2) Dieses gibt uns keine Aufklärung über das Sichtbarwerden und die Fühlbarkeit des Perispirits.
„Wenn der Geist sich von der Materie befreit hat und in höhere Grade der jenseitigen Welt aufrückt, kann er sich der Materie sichtbar machen.”


3) Ist der Schlaf des Körpers unerlässlich, damit der Geist an einem anderen Ort erscheint?
„Die Seele kann sich teilen, wenn sie sich an einen anderen Ort getragen fühlt, als wo der Körper sich befindet. Es kann geschehen, dass der Körper nicht schläft, obgleich das sehr selten geschieht, aber dann ist der Körper nie in einem vollkommen normalen Wachzustand, er ist dann immer in einem mehr oder weniger ekstatischen Zustand.”

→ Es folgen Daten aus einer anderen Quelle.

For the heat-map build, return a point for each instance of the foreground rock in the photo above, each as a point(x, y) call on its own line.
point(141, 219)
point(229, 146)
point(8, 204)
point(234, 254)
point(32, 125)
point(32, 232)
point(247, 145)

Anmerkung. Die Seele teilt sich nicht im strengen Sinne des Wortes: sie strahlt nach verschiedenen Seiten, und kann sich auf diese Art an verschiedenen Orten manifestieren, ohne sich zu teilen. Es ist wie bei einem Licht, das sich an mehreren Spiegeln bricht.


4) Was würde mit einem in Schlaf versunkenen Mensch geschehen, wenn er, während sein Geist sich anderwärts beschäftigt, plötzlich geweckt werden würde?
„Das kann nicht geschehen, denn wenn jemand die Absicht hätte, ihn zu wecken, so würde der Geist in den Körper zurückehren und diesem Vorhaben zuvorkommen, da ja der Geist in den Gedanken liest.”


Anmerkung: Eine ganz gleiche Erklärung ist uns durch den Geist verstorbener oder lebender Personen mehrmals gegeben worden. Der heilige Alfons erklärt die Tatsche der doppelten Anwesenheit, aber nicht die Theorie des Sichtbarwerdens und der Fühlbarkeit der Geister.